The Archangel pilot had full situational awareness of the battlefield so as the helicopter sections checked in, the Forward Air Controller instructed them to contact the Archangel, call sign Rustic, for target information.
The story given to the Archangel pilot was that an Air Officer instructor from MAWTS-1 asked the duty officer back at Yuma who and what platform Rustic was, citing he was on scene the entire time, knew where all the targets were, and had situational awareness of everything going on. He was really impressed.
During the mission planning stage of FINEX 1, nobody really grasped the capability of the Archangel which only became evident during the mission because the aircraft covered the insert and remained on station all the way through to the conclusion of the extraction. No other platform did that.
FINEX 2 involved a MARSOC helicopter raid for which the Archangel was tasked with the initial terminal guidance by marking the zone for two CH-53Es to land. Unfortunately, the mission was terminated because the lead CH-53 suffered a mishap. Fortunately, no Marines were seriously injured in the incident. Overhead, the Archangel was designated as the on-scene commander transmitting information between the remaining helicopters and the duty office back at Yuma.
Despite the mishap, the Archangel crew was able to validate the Vortexi video downlink with the MARSOC helicopter force who could view real-time imagery of the target house and compound, the helicopter landing zone and other tactical requirements of the mission’s execution before the helicopter assault force launched from the staging area.
In addition to the three big missions, IOMAX pilots also flew a series of demo flights for Marines from other communities so they had a chance to experience the aircraft and see what it can do. These included one from infantry, artillery and the AH-1 Cobra.
New Gear, New Markets
According to Ron Howard, IOMAX is now offering a SIGINT payload carried in the modular pod. He said: “Broadly speaking, the system has the capability to conduct network surveys and network tower locations and is subject to State Department export rules so we are working with the department to determine what they will allow us to fit on the aircraft.”
IOMAX has its current customer base in the United Arab Emirates and Jordan.
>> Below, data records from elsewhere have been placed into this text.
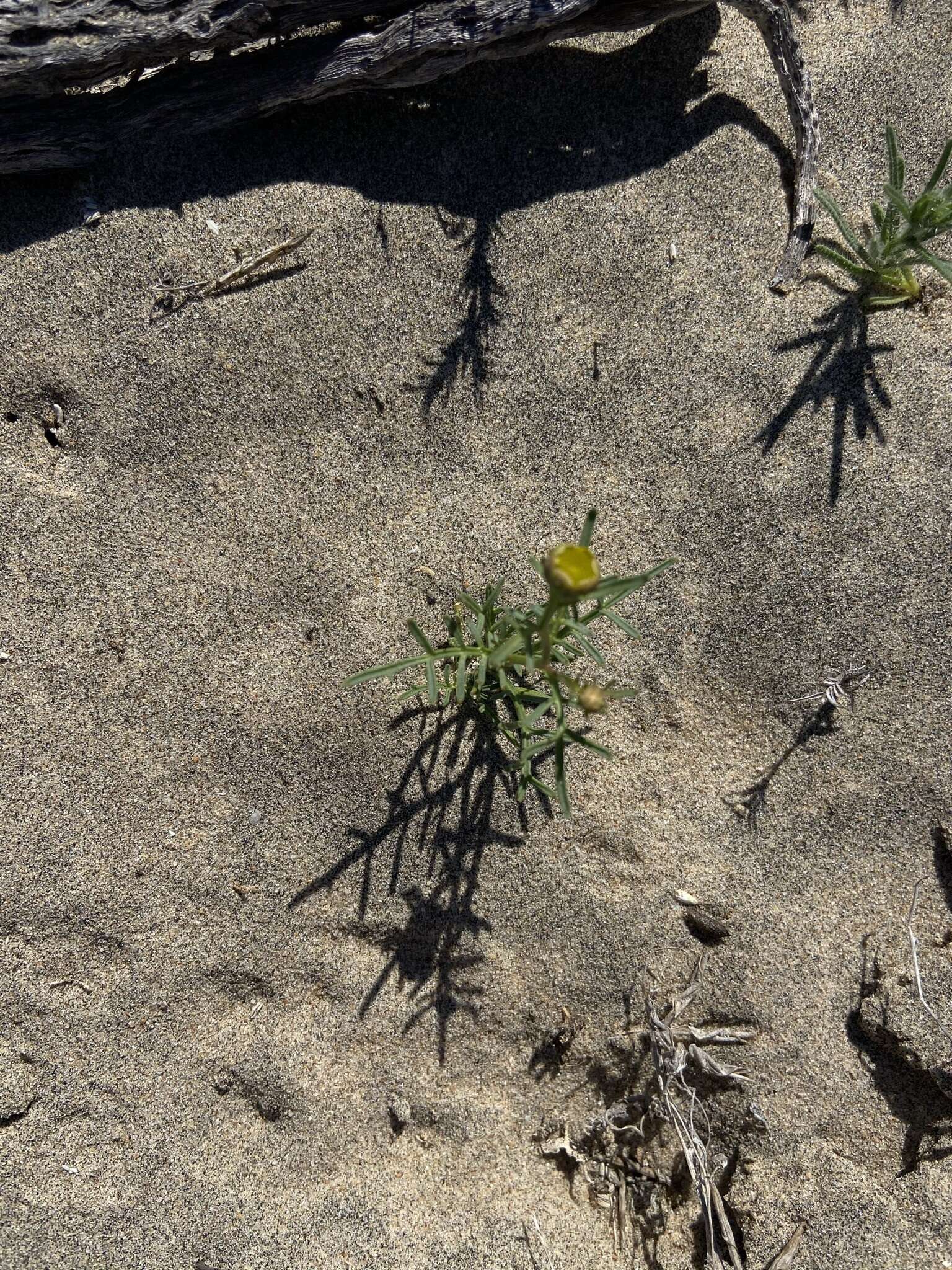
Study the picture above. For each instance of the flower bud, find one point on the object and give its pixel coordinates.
(592, 698)
(571, 571)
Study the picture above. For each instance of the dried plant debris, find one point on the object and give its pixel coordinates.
(165, 291)
(707, 922)
(643, 1153)
(835, 687)
(917, 970)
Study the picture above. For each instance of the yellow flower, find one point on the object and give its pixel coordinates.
(571, 571)
(592, 698)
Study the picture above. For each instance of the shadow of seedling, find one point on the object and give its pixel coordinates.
(842, 373)
(751, 802)
(443, 806)
(490, 141)
(909, 1090)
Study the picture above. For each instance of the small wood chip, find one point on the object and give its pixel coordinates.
(684, 897)
(787, 1255)
(705, 922)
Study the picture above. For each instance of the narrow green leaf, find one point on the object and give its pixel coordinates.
(616, 590)
(586, 538)
(419, 637)
(938, 263)
(461, 668)
(562, 786)
(582, 739)
(534, 717)
(832, 208)
(419, 690)
(843, 260)
(542, 788)
(579, 636)
(505, 651)
(884, 301)
(537, 747)
(897, 198)
(431, 683)
(895, 159)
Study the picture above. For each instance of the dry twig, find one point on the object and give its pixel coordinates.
(834, 686)
(245, 267)
(914, 949)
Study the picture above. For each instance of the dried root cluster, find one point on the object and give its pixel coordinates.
(644, 1155)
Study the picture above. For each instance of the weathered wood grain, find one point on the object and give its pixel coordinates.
(50, 50)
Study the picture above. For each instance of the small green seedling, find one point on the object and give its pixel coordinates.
(513, 664)
(881, 259)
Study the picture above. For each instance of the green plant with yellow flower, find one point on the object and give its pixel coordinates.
(514, 665)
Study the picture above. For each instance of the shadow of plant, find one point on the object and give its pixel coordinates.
(908, 1089)
(842, 373)
(478, 146)
(443, 804)
(480, 296)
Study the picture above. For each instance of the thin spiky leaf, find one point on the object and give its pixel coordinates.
(560, 783)
(899, 201)
(843, 260)
(505, 651)
(461, 671)
(938, 263)
(832, 208)
(897, 168)
(419, 637)
(940, 171)
(884, 301)
(582, 639)
(431, 685)
(588, 744)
Ron Howard said the UAE donated six of its original BPA aircraft to the Royal Jordanian Air Force in 2013, for which IOMAX has supported, maintained, and undertaken all of the training. He explained: “We are about to upgrade the Jordanian aircraft with the systems integrated on the Archangel. In addition, another four AT- 802s which were originally supplied by L-3 to the US Government configured as ISR aircraft for Yemen. Before the situation in Yemen worsened, the aircraft were gifted to Jordan. Now IOMAX is upgrading those aircraft to BPA Block 2.5 standard equipped with the systems used on the Archangel.”
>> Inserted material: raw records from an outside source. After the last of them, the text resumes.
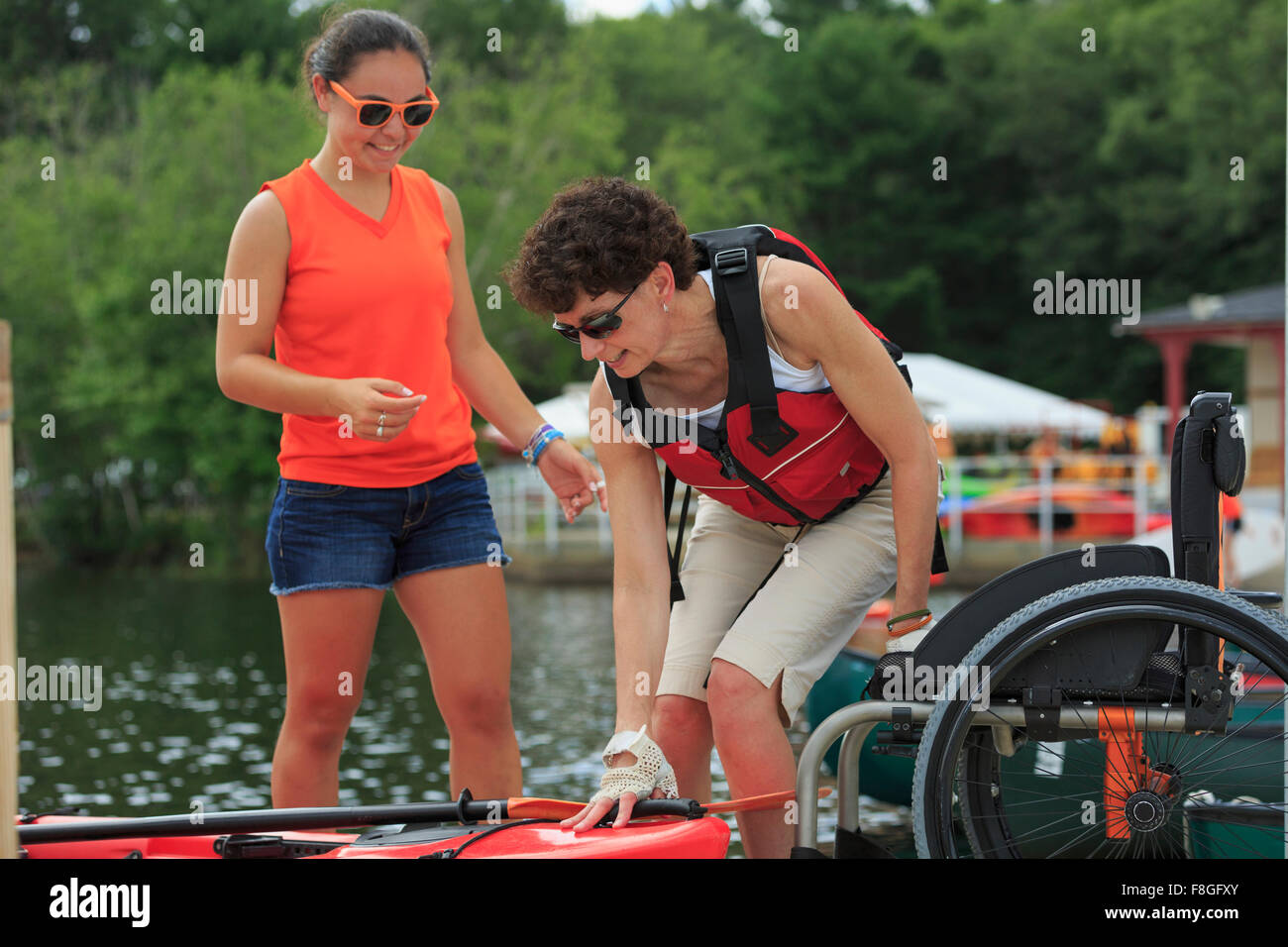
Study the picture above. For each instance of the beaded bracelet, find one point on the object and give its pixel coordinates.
(541, 429)
(542, 442)
(923, 613)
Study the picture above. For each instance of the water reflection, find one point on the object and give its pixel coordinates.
(194, 692)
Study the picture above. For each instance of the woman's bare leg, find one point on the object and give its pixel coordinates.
(464, 628)
(326, 635)
(682, 727)
(755, 753)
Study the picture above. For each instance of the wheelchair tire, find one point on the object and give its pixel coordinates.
(1219, 792)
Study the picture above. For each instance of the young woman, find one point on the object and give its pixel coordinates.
(732, 664)
(364, 290)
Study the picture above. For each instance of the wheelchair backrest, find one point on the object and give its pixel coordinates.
(1209, 459)
(983, 609)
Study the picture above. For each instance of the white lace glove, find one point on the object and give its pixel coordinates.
(649, 771)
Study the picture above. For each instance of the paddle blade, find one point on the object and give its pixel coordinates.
(772, 800)
(542, 808)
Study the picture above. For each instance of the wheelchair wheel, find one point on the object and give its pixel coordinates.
(1155, 759)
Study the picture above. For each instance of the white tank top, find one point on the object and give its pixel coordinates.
(786, 375)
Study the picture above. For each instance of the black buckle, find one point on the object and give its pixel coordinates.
(730, 262)
(771, 444)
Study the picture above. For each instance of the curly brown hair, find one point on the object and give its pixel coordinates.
(600, 235)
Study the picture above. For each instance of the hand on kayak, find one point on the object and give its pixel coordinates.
(572, 478)
(636, 770)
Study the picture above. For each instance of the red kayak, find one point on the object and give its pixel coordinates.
(516, 827)
(699, 838)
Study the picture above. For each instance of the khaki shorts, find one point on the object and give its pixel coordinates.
(799, 622)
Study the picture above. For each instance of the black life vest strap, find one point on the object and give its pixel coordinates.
(737, 292)
(668, 497)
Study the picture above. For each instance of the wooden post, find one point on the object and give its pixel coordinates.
(8, 611)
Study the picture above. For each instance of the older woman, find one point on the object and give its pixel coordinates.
(832, 475)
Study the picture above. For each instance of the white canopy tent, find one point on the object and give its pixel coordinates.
(977, 401)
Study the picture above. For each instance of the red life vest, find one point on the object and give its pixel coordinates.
(777, 457)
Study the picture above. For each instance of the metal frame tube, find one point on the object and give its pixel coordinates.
(857, 720)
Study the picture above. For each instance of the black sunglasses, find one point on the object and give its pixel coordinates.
(599, 328)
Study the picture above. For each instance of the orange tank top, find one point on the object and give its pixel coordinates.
(370, 298)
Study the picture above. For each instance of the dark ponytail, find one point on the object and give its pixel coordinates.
(347, 37)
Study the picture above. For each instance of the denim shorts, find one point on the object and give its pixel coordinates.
(331, 536)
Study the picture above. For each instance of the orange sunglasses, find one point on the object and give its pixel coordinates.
(374, 114)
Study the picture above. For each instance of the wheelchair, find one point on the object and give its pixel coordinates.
(1090, 703)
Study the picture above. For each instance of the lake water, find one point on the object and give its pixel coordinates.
(193, 693)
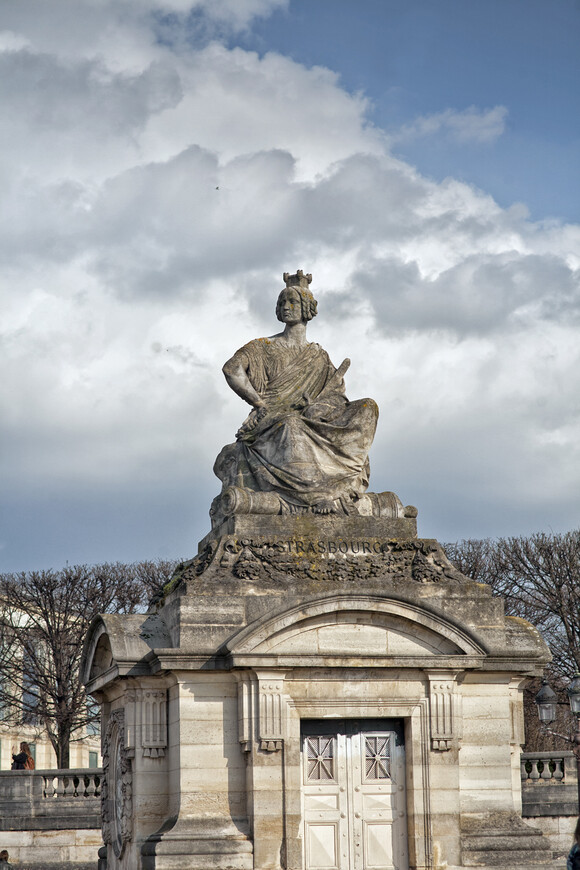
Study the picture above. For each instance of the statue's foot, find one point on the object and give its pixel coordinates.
(325, 507)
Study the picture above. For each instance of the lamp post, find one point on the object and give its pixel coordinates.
(546, 703)
(574, 698)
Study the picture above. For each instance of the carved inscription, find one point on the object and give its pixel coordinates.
(325, 559)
Ron Howard told AIR International that almost a billion dollars has been spent on the 48 aircraft produced by IOMAX to date, much of which was used to develop the Archangel. He said: “IOMAX invested significant amounts of company money into the programme as has the UAEAF, which is a limited partner in the programme.”
None of the contracts between IOMAX and the UAEAF are Foreign Military Sales (FMS) programmes. Without Federal Aviation Administration certification, the US Government will not include an aircraft in the FMS programme. IOMAX is content with the situation because the company has yet to refine and finalise the Archangel’s design for the FMS market. Ron Howard confirmed IOMAX is in discussions with the US Government and has a lot of interest in the product. He said: “We wanted to satisfy the MENA [Middle East North Africa] market first. We’ve satisfied the requirements of the UAEAF, which is looking to buy more aeroplanes, and are currently negotiating with Saudi Arabia and Egypt. The programme has been running for six years, and we are now positioned to enter the market in a big way.”